The truth is that I had practically forgotten about them. Charge me with negligence if you must, but they hadn't given me much cause for titillated anticipation. I had sown the seeds in mid-May, and the several times I had "dip sticked" their progress through the summer they had demonstrated almost supernatural antipathy toward growth. More than once I had mistaken their willowy little fronds for weeds, and no doubt more than one was aborted through just such confusion. As late as August, when a young visitor accidentally uprooted one, it could have been mistaken for a jaundiced pea.
All this, plus the fact that I didn't have much invested in them besides space. I hadn't actually intended to plant carrots in the first place. The seeds were a free gift from the seed company from which I had ordered several other varietals of higher interest for this inaugural season. A bonus. An afterthought. I had committed them to the ground, and largely left them alone.
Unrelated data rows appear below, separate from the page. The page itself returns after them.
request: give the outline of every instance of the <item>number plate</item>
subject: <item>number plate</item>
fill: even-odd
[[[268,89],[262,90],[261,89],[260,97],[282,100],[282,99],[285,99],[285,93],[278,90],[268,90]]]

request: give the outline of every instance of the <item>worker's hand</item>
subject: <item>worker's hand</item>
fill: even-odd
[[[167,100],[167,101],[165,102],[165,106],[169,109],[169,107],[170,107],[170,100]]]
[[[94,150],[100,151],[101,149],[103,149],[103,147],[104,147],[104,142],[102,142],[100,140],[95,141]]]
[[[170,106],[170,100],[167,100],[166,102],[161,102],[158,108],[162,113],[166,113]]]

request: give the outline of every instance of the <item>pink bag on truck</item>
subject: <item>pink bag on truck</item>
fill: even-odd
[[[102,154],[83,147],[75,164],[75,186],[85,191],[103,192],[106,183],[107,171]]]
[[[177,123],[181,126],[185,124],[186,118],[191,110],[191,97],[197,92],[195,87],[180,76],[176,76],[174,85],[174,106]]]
So it was that yesterday, in the course of my ongoing winterization of the garden -- dismantling fence panels, uprooting steel posts, mulching, manuring and the like -- that I happened a glance in their direction. Ready, I must admit, to have the spaces officially put to bed, I determined to dig up whatever might remain -- if anything. There were, I could see upon closer inspection, glimpses of orange peeking up above the surface; more, I soon discovered, down below. Dozens of them -- short and stumpy little Parisienne Carrots. A harvest where I least expected it.
There is probably more insight in this windfall than I really want to internalize -- my biggest harvest from my most neglected and forgotten sowing -- but I'll stew on that another time. For now, I am simply humbled and grateful for this serendipitous gift of the garden -- a penultimate harvest, as it turns out, since I did eventually leave the immature kale still giving growth their valiant effort. Maybe if I ignore them, they too will flourish and bless before winter settles in.